Employing the DFT engineering to tune the optoelectronic properties and mechanical performance of Europium-doped Barium Magnesium Silicate (BMS): a comparative study using HSE06 and GGA+U+SO functionals

Abstract

Abstract With exceptional opto-electronic properties, BaMgSiO4 (BMS) is a valuable candidate for inorganic photochromatic materials. The host matrix BMS’s applications in high density optical memory, smart windows, photo switches, and LEDs have drawn the interest of researchers all over the world. So, the WIEN2k Package was employed to compute the optoelectronic properties of BaMgSiO4 and Ba1-xEuxMgSiO4. The electronic characteristics at the Ba/Eu sites of Ba1-xEuxMgSiO4 were investigated using the Full Potential Linearized Augmented Plane-Wave technique (FP-LAPW). Modern exchange and correlation potentials, namely the Heyd-Scuceria-Ernserhof (HSE06) and the GGA+U+SO potential, were employed to accurately describe the band structure and band gaps of the alloys.

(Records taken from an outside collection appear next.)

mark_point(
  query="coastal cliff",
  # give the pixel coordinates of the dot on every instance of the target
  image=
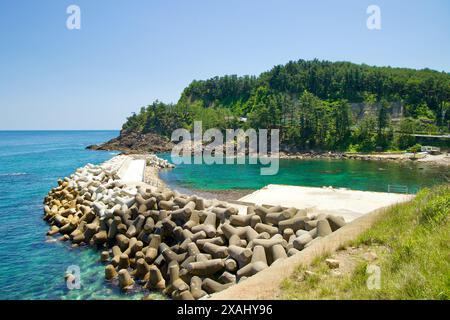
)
(131, 142)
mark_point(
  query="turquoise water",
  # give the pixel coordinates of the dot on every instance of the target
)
(353, 174)
(31, 266)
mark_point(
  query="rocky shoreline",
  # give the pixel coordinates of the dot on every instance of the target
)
(188, 247)
(138, 143)
(130, 142)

The parental material are identified as p-type semiconductors while the Eu doped materials as p-type semiconductors with gap energies of 4.147 and 3.172 (5.683 and 3.501) for BMS and BMS:Eu using GGA+U+SO (HSE06), respectively, are observed. The study included assessments of structural stabilities and mechanical optimization, with the obtained results precisely matching experimental outcomes. The BMS and Eu doped BMS material exhibit stable and ductile characteristics, as confirmed by the acquired elastic data, indicating rigid structures.